The primary endpoint was time to first protocol-specified event (PSE), which was defined as a Birmingham Vasculitis Activity Score (BVAS) of six or greater, the presence of one or more major BVAS item, or receipt of prohibited medication that resulted in treatment failure. Researchers defined vasculitis relapse as the PSE of either a BVAS activity score of six or greater or vasculitis medications that were prohibited in the study.
Results showed using belimumab as an add-on to maintenance treatment did not reduce the risk of PSE or vasculitis when compared with placebo. The difference in time to first PSE was not statistically significant between the belimumab and placebo groups, according to the article.
The overall PSEs rate was low in both groups: 10 out of the 53 patients (18.9%) who received belimumab, and 11 out of 52 patients (21.2%) who received placebo. Vasculitis relapses occurred in six patients (11.3%) in the belimumab group and eight patients (15.4%) in the placebo group.
All vasculitis relapses in the belimumab group were among patients who had proteinase 3 (PR3) ANCA-associated vasculitis with cyclophosphamide-induced disease remission. None of the patients from the belimumab group who had received rituximab induction therapy suffered relapses, a development the authors suggest deserves further study.
For the placebo group, relapses occurred independent of the induction therapy type, disease stage or ANCA type, according to the article.
Adverse events were as expected, says Dr. Merkel, and were recorded in 49 out of 53 belimumab patients and 43 out of 52 placebo patients. None posed any new safety concerns, according to the article.
The goals were revised during the study, which spanned 2013–2017, and the patient sample size was reduced from 300 because of prevailing use of rituximab not only for induction therapy, but also to prevent AAV relapse, notes Dr. Merkel.
“Recruitment was a challenge because of the [increasing] use of rituximab for maintenance of remission during this trial due to changing practice patterns, increasing data on the benefits of rituximab and increasing approval and availability of rituximab worldwide,” says Dr. Merkel.
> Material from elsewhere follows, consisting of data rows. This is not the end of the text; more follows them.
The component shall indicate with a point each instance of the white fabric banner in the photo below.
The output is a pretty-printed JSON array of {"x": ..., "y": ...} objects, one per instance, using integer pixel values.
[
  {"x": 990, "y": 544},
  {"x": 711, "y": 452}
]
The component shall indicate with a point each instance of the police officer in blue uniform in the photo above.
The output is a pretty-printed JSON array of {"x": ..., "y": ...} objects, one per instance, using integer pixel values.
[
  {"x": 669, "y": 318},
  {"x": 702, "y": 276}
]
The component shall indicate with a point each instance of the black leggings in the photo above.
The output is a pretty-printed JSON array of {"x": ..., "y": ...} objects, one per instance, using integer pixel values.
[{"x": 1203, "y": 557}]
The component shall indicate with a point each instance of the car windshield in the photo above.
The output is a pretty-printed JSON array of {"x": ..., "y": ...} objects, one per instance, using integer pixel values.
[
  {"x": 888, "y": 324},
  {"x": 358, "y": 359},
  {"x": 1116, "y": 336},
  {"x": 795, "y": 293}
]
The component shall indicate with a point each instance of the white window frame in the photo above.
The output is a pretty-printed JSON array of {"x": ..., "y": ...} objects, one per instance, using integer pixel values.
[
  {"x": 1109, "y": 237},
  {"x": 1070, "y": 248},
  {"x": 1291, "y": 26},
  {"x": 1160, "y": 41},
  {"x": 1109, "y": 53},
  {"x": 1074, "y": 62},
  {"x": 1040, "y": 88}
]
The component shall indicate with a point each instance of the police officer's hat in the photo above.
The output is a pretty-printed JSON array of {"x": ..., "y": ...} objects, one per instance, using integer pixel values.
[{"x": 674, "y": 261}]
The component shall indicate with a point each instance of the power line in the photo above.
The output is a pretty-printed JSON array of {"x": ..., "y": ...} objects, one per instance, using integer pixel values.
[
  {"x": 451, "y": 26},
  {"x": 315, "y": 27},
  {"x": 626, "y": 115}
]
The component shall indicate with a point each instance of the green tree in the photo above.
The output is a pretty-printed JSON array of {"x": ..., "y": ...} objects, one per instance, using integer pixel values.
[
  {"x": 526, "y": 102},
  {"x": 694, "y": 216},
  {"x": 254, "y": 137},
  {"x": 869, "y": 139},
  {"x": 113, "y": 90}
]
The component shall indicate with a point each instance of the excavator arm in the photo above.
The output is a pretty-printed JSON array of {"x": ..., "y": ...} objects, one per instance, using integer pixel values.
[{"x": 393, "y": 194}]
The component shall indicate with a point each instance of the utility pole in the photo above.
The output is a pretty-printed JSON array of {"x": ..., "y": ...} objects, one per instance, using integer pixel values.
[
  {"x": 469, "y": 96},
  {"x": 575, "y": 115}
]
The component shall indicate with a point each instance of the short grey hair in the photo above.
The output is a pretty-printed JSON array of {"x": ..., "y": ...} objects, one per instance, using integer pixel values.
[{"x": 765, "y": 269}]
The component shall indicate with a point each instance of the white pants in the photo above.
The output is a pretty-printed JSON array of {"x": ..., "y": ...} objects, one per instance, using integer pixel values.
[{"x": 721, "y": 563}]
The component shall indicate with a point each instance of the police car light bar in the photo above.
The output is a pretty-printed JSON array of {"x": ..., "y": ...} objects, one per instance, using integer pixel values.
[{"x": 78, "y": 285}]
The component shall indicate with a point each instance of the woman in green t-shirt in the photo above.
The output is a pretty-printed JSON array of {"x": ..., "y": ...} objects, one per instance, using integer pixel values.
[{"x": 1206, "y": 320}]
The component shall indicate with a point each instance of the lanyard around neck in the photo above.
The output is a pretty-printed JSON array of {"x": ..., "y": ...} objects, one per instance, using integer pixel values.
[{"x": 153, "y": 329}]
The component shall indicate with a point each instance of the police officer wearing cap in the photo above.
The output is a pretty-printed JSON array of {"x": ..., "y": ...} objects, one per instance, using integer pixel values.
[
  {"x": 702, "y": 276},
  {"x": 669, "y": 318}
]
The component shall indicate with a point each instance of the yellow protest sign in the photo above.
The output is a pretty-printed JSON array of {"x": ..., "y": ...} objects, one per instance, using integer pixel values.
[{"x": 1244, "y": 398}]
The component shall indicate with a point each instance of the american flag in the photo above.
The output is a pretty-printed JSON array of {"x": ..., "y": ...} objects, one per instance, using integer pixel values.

It was “intriguing” to see that none of the patients who received both rituximab and belimumab had a relapse, even though the sample size was not enough to be definitive, says Dr. Merkel. In conclusion, the combination of the drugs tested appeared safe, the study provided useful information and it demonstrates the ability of the international vasculitis research community to conduct randomized trials in this rare disease, he says.
“The trial does not support the use of belimumab in ANCA-associated vasculitis to maintain remission,” says Dr. Merkel “However, that does not necessarily mean that BLyS is not part of the pathophysiology, nor does it mean that belimumab or a similar agent might not have a role in this treatment.”